In a complementary set of simulations, we held the number of draws from each exponential function constant and in equal proportions (1∶1∶1). We varied instead the decay constants for the middle (τ_{2}) and slowest (τ_{3}) decaying exponential functions, while keeping τ_{1} fixed at 1. The probability of rejecting the power law model is shown when the total number of observations was *n* = 39 (Figure 7A), *n* = 159 (Figure 7B), *n* = 318 (Figure 7C), and *n* = 639 (Figure 7D). As expected, failure to reject the power law model was most apparent when *n* = 39; in this condition, the highest probability of failing to reject the power law fit was seen when τ_{2} was between ∼2–10 epochs, and was fairly insensitive to changes in the value of τ_{3}. When n = 159, the zone of failure to reject the power law was concentrated around τ_{2} values of ∼2–5, again fairly insensitive to the values of τ_{3}. For larger sample sizes, there was minimal chance of failing to reject the power law model.

A-D show the probability of failing to reject the (incorrect) power law fit of three-exponential data with increasing sample size (*n*=39-639).

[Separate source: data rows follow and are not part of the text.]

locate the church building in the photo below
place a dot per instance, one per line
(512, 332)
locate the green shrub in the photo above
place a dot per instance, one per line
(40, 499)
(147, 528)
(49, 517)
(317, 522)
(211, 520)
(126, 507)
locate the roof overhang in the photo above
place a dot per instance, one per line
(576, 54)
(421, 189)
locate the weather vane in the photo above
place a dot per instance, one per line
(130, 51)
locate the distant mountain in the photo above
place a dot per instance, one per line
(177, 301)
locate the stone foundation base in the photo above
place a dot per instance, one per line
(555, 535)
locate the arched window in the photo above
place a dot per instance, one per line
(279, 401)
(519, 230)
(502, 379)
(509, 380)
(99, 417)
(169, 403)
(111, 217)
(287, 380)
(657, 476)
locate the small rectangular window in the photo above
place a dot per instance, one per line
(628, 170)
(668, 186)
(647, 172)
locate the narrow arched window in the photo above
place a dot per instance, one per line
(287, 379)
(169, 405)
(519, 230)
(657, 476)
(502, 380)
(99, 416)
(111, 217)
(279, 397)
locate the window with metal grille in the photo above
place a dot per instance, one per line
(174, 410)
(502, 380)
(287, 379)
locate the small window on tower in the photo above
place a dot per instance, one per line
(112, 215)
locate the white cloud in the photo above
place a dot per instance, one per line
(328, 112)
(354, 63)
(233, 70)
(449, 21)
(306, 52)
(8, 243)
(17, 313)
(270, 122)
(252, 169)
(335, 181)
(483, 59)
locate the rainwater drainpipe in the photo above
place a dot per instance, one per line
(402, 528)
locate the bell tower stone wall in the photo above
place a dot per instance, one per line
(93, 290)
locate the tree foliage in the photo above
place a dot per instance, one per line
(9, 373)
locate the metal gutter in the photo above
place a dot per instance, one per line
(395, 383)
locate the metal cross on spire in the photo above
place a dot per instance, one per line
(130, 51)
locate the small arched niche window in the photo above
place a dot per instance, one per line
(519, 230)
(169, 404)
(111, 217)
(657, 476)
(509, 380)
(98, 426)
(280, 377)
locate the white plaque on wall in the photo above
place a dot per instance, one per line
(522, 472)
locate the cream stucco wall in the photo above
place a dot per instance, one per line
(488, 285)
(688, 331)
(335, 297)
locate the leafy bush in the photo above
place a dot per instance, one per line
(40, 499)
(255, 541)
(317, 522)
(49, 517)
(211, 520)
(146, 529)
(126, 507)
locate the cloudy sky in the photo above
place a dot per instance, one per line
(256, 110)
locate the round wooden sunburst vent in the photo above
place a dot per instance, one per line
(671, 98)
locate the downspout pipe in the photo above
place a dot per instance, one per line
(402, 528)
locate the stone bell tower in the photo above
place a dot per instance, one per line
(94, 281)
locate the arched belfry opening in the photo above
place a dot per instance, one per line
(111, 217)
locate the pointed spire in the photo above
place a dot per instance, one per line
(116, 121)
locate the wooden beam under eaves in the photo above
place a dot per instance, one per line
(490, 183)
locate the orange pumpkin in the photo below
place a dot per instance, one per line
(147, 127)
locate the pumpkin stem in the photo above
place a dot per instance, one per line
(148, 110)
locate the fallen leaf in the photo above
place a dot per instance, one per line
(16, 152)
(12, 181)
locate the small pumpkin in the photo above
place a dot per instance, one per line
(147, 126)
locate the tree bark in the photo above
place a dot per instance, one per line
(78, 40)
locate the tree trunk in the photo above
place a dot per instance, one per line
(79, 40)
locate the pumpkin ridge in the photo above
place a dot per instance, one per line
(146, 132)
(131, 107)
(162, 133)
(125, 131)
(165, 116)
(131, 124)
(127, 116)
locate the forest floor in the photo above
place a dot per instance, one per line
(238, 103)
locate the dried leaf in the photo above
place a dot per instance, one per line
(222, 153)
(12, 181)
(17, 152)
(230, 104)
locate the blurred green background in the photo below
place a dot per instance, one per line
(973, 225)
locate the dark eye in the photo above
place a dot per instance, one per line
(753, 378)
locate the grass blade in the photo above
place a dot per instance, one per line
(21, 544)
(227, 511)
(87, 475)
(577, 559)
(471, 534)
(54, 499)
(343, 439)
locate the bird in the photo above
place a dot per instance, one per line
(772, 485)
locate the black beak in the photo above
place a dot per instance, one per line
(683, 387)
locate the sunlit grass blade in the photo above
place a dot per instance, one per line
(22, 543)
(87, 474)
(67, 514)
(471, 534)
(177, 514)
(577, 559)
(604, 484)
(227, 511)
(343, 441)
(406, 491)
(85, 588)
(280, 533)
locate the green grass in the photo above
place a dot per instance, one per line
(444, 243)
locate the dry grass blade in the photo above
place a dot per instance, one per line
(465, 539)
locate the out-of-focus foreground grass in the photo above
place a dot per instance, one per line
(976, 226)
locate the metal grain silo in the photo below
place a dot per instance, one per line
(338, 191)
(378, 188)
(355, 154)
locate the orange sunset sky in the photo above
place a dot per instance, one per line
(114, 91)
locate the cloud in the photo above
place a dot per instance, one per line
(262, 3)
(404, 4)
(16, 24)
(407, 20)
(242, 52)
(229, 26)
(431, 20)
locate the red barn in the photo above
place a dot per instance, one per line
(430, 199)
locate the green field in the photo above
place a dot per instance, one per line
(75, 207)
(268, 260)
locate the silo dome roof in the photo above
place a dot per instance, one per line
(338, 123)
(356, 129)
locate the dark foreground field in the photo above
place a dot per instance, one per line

The τ values are varied as shown by the *x* and *y*-axes. The proportion is fixed at 1∶1∶1. The probability of failing to reject the power law model is color coded in the *z*-axis.

### Fitting exponential functions to samples drawn from a power law distribution

We next performed simulations to answer the converse question: given a known power law distribution of data, what is the likelihood of incorrectly accepting exponential fitting? To accomplish this, we generated random draws from a power law distribution, and determined the probability of rejecting one-, two-, or three-exponential model fits to the data, using the KS method (see methods). We evaluated total sample sizes of *n* = 40, *n* = 160, and *n* = 640. We performed this analysis with two different criteria related to convergence of the fitting algorithm. In the first, we analyzed 1000 simulated data sets, and included the result in the calculation of probability of rejecting the exponential model only when the fitting routine converged for each exponential model (that is, a subset of the 1000 simulated data sets). In the second, we continued running simulations until all three exponential models converged for a total of 1000 data sets, to avoid potential bias introduced by failure to converge (that is, more than 1000 simulations were required). As reported in Table 1, the probability of rejecting the incorrect exponential models was similar using each of these two criteria.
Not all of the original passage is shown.